Earth Day should be Thanksgiving, not Mother
Earth’s Good Friday, when Extinction’s spectre—
Those ghosts of the Endangered or those Dead 
Creatures haunt us—souls polluted by lead,
Mercury, arsenic, acids, and seeds
“Frankensteined” genetically. Live meat bleeds
As it conveyor-belts from plains to plates—
Shrink-wrapped, sporting “Best Before”-stamp, stale dates—
While dolphins and whales, having gulped down our
Plastic garbage and water bottles, lour,
Thrash, and beach themselves, their bellies starving,
And tides turn as red as blood spilled, carving
And serving mad cows or sick swine, all ill
From ingesting strange flesh and/or feces,
Contracted in ponds, scum-green with algaes.

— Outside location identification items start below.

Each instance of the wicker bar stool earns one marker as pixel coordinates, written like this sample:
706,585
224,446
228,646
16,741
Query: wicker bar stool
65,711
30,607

Earth Day should be Eden Revival Day,
Not a “Mayday! Mayday!” Emergency,
When the Apocalypse sounds factual—
Angels strike, and precious seem wine and oil,
And the seas belch up blood, and all fish die,
And sun scorches like fire, so wetlands dry,
And locusts chew roots, leaves, fruits, and Famine 
Eats every human down to skeleton,
And skies shine with poison Radiation 
Or go dark with choking smog. No nation
Is immune from terra firma that shakes!
One must ask: Does fracking trigger earthquakes?
Ebola, SARS, Swine Flu, Bird Flu,
And other pestilential plagues renew,
Plus West Nile Virus, and other disease—
Infections without treatment, deaths sans cease.
Lethal’s now the baffling kiss of sunlight—
Intricately broken down is skin, white
With pus, putrid with boils, palpably raw,
While tornadoes whirl and swirl, clout and claw,
Oceans go soapy as a laundromat,
Foaming; skyscrapers totter; homes go splat;
A tsunami of trash washes away
Hospitals, leaving unsanitary
Cadavers. Each toxic anatomy—
In obscene inundation—heaps awry.
Oil spills, clear-cut forests, firestorms, sink-holes
Swallowing suburbs whole, are routine tolls
Now, for “Progress.” Condemned seas and damned winds,
Waste lands, Rust Belts, vast contaminations,
Thorns and rubbish, smashed glass, cracked ceramics,
Charred remains, scorched-earth, war-zone Economics,
Bomb-blast disasters ever more drastic,
Atomic threats, arms races elastic,
Ever expanding, is just a short list
Of unpalatable residues unjust,
The catastrophes now making us sick—
Unsustainable—and uneconomic.
Is Capital the acceptable
Villain, or are our choices culpable?
If Mother Earth now faces assassins,
Who are the culprits if not we humans?
This Earth Day demands deliberate turns
Back to Nature: Balance: What each child learns.